When a girl with a magic heart meets a boy with stars in his eyes in Fable, the fact that they were brought together in a West of Scotland village by a dating app rather than fate suggests that opposites attracting in such a way might not quite work out. J is a would-be astronaut grounded by physical limits not of her making. Blair is a small-town boy who'll never get out of town if he's not careful, even though he's too careful by far. As it is, through a series of everyday epiphanies, each opens the other up to infinite possibilities, and they both learn how to soar.

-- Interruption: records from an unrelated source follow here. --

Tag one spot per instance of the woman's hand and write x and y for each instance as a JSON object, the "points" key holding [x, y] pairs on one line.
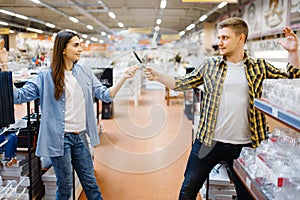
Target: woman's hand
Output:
{"points": [[291, 42]]}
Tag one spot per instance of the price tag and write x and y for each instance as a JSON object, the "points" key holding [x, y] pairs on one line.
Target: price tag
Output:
{"points": [[248, 182], [275, 112]]}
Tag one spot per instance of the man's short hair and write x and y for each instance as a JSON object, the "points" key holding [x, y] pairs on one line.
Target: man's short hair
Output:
{"points": [[238, 25]]}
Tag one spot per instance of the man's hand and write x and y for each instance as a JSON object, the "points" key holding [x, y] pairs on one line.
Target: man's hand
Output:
{"points": [[130, 72], [291, 42], [151, 74]]}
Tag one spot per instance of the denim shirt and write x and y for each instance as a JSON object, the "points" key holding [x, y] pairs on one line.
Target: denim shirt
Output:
{"points": [[51, 133]]}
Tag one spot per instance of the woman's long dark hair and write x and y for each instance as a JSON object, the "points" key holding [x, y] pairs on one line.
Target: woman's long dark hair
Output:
{"points": [[57, 63]]}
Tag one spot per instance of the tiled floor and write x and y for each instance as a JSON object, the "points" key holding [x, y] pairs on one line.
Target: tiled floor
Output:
{"points": [[143, 150]]}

The fact that The Flanagan Collective's lo-fi austerity age rom-com manages to go stratospheric using little more than looped guitar patterns played live by Jim Harbourne, who plays Blair, an old-school what-we-did-on-our-hols slideshow and a series of spoken-word style monologues from Veronica Hare as J makes Joe Hufton's production even more charming. There's something quietly anarchic about the show's call to arms to rise above hi-tech led consumer culture and to be everything you want to be. With Harbourne and Hare sparking off each other with a mix of dynamism and vulnerability, whatever the risks it seems to say, the possibilities are endless.